Re: inputs into query planner costing

From: Andy Colson <andy(at)squeakycode(dot)net>
To: Mike Roest <mike(dot)roest(at)replicon(dot)com>, pgsql-general(at)postgresql(dot)org
Subject: Re: inputs into query planner costing
Date: 2015-03-31 17:56:49
Message-ID: 551ADFE1.50706@squeakycode.net
Views: Raw Message | Whole Thread | Download mbox | Resend email
Thread:
Lists: pgsql-general

On 3/31/2015 10:31 AM, Mike Roest wrote:
> Hi there,
> I'm having an issue with query performance between 2 different pgsql
> environments.
>
> Ther first is our current production postgres server with is running
> 9.3.5 on Centos 5 x64. The second system is Amazon's RDS postgres as a
> service. On our local DB server we have a query that executes in a
> reasonable amount of time (600 msec). On RDS the query will run for
> more then 10 minutes on a similarly CPU specced systems.

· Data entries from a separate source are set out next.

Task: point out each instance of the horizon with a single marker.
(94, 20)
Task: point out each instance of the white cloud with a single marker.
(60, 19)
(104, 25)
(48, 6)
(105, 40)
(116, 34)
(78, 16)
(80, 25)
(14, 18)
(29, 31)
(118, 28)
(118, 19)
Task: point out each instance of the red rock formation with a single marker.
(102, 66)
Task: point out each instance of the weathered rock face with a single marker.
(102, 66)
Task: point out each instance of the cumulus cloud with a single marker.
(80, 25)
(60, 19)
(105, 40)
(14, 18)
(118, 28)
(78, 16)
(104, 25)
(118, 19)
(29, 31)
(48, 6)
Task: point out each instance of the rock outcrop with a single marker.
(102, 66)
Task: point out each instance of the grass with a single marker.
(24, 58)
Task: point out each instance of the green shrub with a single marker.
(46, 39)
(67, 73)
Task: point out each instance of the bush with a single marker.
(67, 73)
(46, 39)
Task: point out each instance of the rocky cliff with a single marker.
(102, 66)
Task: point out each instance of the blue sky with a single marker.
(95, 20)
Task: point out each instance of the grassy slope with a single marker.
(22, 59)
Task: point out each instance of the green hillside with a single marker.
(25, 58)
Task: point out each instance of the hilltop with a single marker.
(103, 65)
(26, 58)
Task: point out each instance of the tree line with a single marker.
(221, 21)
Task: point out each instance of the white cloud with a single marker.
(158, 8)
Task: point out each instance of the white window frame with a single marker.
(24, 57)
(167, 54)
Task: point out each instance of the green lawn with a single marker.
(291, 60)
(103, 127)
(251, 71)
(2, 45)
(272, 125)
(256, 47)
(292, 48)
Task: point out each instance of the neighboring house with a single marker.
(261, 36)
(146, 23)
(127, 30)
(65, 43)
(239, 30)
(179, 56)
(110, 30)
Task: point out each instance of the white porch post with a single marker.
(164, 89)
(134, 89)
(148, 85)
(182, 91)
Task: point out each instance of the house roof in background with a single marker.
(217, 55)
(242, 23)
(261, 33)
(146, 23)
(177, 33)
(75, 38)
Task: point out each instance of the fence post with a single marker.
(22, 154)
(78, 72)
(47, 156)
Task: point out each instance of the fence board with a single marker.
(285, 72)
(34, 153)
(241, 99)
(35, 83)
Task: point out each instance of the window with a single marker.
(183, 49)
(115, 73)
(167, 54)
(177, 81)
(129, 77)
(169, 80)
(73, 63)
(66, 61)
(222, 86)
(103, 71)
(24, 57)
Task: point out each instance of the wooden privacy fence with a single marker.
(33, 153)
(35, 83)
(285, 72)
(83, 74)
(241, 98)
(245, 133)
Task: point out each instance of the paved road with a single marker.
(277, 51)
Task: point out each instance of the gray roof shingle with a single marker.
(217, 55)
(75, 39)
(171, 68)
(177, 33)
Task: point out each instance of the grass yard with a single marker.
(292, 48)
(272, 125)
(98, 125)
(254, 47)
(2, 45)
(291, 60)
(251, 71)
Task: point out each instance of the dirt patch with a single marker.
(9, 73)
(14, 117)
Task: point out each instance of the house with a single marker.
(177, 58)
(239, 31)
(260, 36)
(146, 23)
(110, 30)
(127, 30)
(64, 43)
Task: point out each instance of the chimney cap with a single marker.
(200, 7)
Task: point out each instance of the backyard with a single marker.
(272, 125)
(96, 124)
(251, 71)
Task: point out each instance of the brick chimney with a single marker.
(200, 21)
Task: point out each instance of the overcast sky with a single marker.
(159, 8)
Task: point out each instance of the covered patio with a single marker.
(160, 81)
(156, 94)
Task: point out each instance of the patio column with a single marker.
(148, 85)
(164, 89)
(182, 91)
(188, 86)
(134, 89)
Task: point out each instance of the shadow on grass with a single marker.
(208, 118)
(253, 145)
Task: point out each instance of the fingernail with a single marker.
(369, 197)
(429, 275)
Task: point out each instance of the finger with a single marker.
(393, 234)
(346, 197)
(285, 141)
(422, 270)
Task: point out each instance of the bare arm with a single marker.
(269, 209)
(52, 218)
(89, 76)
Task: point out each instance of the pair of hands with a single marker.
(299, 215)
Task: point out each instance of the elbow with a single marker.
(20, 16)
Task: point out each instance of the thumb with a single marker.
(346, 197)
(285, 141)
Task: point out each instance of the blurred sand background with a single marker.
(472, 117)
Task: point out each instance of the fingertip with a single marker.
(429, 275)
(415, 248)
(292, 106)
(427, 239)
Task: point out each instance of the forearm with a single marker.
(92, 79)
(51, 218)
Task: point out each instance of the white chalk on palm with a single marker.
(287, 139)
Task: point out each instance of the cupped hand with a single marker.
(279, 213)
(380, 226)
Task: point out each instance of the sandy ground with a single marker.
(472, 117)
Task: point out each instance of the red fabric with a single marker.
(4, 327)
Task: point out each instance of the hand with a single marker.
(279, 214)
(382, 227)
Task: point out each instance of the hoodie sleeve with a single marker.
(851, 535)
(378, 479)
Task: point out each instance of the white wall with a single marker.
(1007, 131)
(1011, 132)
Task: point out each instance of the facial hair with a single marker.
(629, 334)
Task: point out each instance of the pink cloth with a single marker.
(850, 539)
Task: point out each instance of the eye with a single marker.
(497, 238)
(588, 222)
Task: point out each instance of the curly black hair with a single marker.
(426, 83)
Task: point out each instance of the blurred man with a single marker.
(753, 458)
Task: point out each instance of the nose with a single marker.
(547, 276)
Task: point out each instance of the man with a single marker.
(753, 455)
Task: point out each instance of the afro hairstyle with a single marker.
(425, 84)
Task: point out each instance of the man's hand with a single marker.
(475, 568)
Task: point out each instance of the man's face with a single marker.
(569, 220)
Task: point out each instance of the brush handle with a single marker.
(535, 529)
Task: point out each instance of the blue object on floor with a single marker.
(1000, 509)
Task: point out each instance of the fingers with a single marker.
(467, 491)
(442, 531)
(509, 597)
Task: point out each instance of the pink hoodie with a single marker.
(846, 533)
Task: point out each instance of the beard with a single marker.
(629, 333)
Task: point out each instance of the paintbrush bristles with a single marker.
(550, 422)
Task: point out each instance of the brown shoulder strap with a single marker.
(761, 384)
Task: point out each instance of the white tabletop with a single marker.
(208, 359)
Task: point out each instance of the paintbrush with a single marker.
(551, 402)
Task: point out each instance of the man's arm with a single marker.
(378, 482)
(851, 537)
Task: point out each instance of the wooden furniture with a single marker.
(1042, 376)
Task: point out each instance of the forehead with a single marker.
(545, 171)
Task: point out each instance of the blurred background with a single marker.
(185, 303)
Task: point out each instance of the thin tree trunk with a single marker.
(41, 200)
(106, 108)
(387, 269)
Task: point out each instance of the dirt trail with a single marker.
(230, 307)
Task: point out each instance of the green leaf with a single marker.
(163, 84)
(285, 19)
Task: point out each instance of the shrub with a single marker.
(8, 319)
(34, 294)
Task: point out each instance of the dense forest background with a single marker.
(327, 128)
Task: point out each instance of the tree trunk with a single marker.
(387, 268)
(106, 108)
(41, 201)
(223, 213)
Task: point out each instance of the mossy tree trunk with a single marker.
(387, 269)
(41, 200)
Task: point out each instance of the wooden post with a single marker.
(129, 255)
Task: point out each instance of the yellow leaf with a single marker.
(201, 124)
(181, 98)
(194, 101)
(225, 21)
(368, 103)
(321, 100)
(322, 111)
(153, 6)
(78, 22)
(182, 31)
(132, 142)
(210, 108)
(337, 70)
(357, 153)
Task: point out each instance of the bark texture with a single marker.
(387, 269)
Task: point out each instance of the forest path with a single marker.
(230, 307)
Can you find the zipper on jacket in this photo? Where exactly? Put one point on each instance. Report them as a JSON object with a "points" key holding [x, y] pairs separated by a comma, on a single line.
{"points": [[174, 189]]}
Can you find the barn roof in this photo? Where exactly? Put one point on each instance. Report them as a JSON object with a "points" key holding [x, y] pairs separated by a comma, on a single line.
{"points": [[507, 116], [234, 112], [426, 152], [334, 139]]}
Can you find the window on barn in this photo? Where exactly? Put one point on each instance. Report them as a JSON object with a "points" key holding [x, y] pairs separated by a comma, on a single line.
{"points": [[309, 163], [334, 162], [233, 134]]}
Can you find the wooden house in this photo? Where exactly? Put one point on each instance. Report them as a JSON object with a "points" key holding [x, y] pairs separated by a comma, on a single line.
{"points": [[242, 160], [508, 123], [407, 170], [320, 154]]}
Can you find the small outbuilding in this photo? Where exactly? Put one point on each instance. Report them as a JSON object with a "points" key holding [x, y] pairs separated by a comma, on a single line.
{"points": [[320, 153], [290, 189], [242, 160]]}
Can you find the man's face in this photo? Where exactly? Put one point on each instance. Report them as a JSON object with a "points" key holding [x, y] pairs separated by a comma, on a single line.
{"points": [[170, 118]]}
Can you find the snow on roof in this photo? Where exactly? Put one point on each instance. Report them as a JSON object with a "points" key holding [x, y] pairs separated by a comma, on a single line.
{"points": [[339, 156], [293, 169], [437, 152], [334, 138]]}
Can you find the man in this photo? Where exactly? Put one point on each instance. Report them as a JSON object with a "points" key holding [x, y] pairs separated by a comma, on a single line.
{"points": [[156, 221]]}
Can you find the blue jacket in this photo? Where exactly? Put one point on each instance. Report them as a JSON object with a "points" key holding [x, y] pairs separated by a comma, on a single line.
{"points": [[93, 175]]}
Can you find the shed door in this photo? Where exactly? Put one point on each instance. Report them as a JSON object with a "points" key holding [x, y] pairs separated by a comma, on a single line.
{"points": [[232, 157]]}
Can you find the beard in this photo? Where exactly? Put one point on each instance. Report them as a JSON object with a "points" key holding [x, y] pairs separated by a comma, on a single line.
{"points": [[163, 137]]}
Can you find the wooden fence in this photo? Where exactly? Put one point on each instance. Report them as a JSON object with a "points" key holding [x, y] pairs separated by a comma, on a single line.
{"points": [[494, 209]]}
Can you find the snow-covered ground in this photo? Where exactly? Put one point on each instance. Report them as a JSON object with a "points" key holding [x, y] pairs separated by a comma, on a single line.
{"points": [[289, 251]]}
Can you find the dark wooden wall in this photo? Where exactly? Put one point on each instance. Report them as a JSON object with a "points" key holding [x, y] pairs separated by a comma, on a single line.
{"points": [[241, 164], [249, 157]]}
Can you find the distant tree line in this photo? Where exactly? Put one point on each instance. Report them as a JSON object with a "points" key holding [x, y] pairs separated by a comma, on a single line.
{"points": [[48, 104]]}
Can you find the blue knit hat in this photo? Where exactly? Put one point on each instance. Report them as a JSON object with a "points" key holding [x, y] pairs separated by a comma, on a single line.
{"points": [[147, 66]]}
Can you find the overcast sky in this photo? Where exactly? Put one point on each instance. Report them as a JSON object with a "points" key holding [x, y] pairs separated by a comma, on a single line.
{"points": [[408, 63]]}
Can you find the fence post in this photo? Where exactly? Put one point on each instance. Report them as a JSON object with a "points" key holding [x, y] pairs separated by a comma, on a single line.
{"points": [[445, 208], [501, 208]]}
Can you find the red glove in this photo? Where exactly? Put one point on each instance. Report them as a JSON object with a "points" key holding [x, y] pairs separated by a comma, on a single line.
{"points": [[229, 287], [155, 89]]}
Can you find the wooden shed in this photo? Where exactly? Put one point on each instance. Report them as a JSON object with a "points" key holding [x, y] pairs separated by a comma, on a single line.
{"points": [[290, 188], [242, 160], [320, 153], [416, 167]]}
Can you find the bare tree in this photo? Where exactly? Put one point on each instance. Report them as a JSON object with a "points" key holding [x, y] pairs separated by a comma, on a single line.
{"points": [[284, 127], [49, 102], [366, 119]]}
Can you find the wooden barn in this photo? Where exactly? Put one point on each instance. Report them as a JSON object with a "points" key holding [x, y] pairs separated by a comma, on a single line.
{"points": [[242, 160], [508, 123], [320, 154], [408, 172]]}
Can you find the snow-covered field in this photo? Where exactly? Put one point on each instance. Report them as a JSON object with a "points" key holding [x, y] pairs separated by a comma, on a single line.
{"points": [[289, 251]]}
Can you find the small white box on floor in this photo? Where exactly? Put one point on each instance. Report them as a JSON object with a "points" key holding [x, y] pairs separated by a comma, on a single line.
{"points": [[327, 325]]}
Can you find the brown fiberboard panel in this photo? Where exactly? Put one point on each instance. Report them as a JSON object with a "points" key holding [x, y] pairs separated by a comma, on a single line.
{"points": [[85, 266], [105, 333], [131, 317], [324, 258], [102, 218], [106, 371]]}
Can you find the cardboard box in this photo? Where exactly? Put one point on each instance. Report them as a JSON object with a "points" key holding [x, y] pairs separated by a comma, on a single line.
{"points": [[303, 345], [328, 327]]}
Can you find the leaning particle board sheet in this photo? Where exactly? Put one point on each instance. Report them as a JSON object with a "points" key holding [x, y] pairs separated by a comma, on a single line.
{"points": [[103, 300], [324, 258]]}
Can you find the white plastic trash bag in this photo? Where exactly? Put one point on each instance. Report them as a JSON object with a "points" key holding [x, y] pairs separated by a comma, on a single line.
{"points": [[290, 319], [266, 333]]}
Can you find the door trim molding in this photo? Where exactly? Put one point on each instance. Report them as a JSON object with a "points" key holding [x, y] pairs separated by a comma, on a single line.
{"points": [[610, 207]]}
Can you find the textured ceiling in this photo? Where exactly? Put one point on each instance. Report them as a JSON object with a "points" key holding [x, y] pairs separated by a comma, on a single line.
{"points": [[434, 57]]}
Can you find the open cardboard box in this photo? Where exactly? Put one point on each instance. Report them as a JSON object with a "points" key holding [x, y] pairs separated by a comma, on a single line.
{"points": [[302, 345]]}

I've been
> working through with Amazon support and I'm looking for more suggestions
> on where to look (both for me and to direct Amazon). The RDS system
> does use a network filesystem while our production server is a local
> RAID10 array, I can see that effecting the actual performance of the
> query but not the query planner costing (unless there's an input to
> query planner costing that I can't find)
>
> The Query plan costs generated by the 2 systems are vastly different,
> while the plans themselves are basically identical other then the
> materialization that RDS is doing (if I disable the materialization then
> they are almost the same other then a seq scan/heap scan on one small
> <2000 row table). All the tables in the query have been analyzed on
> each server without any impact
>
> Current Production
> Explain:
> http://explain.depesz.com/s/Tkyc
> Explain Analyze
> http://explain.depesz.com/s/UnQt
>
> RDS: (with enable_material=off)
> http://explain.depesz.com/s/vDiV
>
> (with enable_material=on)
> http://explain.depesz.com/s/HUjx
>
> I have validated that all the query planning configuration variables on
> this page
> http://www.postgresql.org/docs/9.3/static/runtime-config-query.html are
> the same between the 2 environments. If I modify the local production
> system values for things like random_page_cost and seq_page_cost to
> absurd values like 60000 I can get it to generate a similar planner
> cost. Similarly if I lower the RDS values to absurdly low values like
> .00000001 I can get it to generate a similarly costed plan (while still
> performing horridly).
>
> I've reached the end of things I can think about (I'm also working on
> rewriting the query but it's a generated query out of a infrastructure
> component so it's not a simple change).
>
> Just looking for any ideas on additional things to look into.
>
> The query is available here:
> https://www.dropbox.com/s/m31ct6k0mod0576/simplifiedquery.sql?dl=0
>
> --
> Data's inconvienient when people have opinions.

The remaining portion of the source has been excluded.